Flat Plate Collector : 

• 1. The flat plate collector (Fig. 4) is the most basic and essential component of any solar thermal energy system.
• 2. Both direct and diffuse radiations are received and transformed into useable heat in this collector.

• a. Consists of plant collector :
  • i. Absorber plate, 
  • ii. Transparent covers, 
  • iii. Insulation, and
  • iv. Box.

b. Concentrating Collector (or Focusing Collector) :

• 1. A concentrator is a device that collects solar energy with a high intensity of solar radiation on an absorbent surface using a reflector or refractor.
• 2. A focusing collector is a flat-plate collector with a reflecting or refracting surface between the solar radiation and the absorber.

Section 7 : Circuit Breaker

a. What is a circuit breaker ? What are the different types of circuit breakers that are employed in typical power stations ? 

Ans. A. Circuit Breaker :

• 1. A circuit breaker is an electrical switch that operates automatically to safeguard an electrical circuit from damage caused by excessive current.

B. Types of Circuit Breakers: Types of circuit breakers are as follows : 

a. Plain Break Oil Circuit Breaker : 

• 1. Fig. depicts the configuration of this breaker. There is a sturdy weather-tight earthed metal tank with a predetermined level of oil and an air cushion above the oil.
• 2. The oil pressure in this breaker tank is solely due to the oil head above the contacts enclosed in the tank.

• 3. When the contacts separate, an arc is formed. This converts oil to petrol. Arc-induced gas production may disperse heat generated by the arc.

b. Air Circuit Breaker :

• 1. In air circuit breakers the compressed air at pressure around 15 kgf/cm² is used for extinction of arc.  
• 2. Fig. shows a typical air circuit breaker. 
• 3. Arc extinction is caused by the passage of air surrounding the moving circuit. The breaker is closed by applying pressure to the bottom aperture and opened by applying pressure to the upper opening.
• 4. When the contacts separate, cool air rushes around the moveable contact, blowing out the arc.

c. Water Circuit Breaker : 

• 1. The principle of the water circuit breaker is shown in Fig.
• 2. The contacts are in water, which is turned into steam by the arc and rushes past the opening to blow out the arc. 

b. What is the function of bus bar ? Draw different types of bus bar arrangements and discuss their relative merits and demerits. 
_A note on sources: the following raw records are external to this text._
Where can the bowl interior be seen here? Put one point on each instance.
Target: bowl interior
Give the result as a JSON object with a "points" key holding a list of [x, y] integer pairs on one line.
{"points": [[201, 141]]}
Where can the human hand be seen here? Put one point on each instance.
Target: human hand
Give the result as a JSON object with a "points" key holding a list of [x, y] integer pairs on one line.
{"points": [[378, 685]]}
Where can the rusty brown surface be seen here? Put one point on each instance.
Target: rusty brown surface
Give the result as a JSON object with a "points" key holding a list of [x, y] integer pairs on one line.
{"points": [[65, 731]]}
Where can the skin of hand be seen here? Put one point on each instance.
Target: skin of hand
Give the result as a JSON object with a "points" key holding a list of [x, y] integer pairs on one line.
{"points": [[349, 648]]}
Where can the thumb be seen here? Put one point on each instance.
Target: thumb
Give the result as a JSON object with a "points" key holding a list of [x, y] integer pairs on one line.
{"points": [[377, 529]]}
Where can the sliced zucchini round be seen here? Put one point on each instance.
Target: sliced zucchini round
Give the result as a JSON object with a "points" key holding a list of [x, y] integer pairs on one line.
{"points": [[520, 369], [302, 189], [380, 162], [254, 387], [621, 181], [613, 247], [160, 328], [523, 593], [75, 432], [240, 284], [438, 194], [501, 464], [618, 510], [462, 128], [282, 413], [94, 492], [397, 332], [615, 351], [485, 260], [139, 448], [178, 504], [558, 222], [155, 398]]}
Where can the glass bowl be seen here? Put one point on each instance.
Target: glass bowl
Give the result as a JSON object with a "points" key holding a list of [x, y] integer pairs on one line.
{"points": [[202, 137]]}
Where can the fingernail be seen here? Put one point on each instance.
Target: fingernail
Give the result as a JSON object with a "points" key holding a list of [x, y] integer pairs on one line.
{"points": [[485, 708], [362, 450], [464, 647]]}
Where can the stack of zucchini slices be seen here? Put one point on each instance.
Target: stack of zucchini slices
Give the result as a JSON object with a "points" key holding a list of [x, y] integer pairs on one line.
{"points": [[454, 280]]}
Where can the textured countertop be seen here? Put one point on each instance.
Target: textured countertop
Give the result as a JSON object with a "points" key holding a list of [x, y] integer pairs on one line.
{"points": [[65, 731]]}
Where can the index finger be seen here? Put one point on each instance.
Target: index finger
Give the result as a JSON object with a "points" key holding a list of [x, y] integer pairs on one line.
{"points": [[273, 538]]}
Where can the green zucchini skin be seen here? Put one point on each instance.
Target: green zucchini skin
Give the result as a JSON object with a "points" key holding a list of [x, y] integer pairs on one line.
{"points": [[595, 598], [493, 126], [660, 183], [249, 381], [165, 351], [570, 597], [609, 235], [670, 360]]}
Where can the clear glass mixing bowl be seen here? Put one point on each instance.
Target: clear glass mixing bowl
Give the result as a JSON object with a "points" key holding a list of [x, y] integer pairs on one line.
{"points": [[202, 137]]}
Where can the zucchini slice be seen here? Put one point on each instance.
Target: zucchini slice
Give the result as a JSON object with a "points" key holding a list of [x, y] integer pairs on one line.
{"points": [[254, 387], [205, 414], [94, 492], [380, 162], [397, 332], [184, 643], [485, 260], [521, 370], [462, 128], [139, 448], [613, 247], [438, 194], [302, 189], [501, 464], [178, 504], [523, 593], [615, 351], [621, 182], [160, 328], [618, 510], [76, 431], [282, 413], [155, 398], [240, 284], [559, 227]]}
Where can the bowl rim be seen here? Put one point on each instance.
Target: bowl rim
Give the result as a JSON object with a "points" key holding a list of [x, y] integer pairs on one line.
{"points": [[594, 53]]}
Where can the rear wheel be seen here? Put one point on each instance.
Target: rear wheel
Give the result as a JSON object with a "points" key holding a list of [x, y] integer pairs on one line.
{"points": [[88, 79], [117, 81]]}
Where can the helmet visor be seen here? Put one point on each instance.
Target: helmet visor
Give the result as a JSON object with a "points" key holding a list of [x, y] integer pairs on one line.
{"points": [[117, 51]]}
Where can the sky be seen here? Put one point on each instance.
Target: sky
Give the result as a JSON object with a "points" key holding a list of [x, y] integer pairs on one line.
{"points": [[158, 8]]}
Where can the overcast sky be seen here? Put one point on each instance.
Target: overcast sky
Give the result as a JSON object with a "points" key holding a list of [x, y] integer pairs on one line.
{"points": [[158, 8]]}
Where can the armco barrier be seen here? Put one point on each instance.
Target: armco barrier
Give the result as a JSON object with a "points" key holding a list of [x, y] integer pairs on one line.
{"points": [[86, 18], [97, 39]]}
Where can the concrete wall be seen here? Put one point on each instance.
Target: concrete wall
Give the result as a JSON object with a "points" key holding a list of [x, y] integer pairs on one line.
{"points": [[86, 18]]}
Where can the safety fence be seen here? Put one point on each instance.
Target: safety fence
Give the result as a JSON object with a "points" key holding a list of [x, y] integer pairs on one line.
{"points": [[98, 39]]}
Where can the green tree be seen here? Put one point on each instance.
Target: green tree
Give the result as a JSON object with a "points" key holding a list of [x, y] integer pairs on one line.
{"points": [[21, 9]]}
Ans. A. Function of Bus Bar: A bus bar is an electrical connection that collects and distributes electricity from incoming sources to outgoing feeders. A bus bar’s primary function is to transport and distribute electricity.

B. Types of Bus Bar Arrangements : 

i. Single Bus Bar Arrangement : 

a. Diagram: Fig. 6.

b. Merits :

• 1. It has low initial cost. 
• 2. It requires less maintenance.  

c. Demerits :  

• 1. The complete supply is disturbed on the occurrence of the fault. 
• 2. Less flexible. 

ii. Sectionalized Single Bus Bar Arrangement : 

a. Diagram: Fig. 7. 

b. Merits : 

• 1. The faulty section is removed without affecting the continuity of the supply. 
• 2. The system has a current limiting reactor which decreases the occurrence of the fault. 

c. Demerits: 

• 1. The system uses additional circuit breaker and isolator which increases the cost of the system. 

iii. Double Bus Double Breaker Arrangement : 

a. Diagram: Fig. 8. 

b. Merits : 

• 1. Provides maximum reliability and flexibility in the supply. 
• 2. The continuity of supply remains same.

c. Demerits : 

• 1. Their maintenance cost is very high.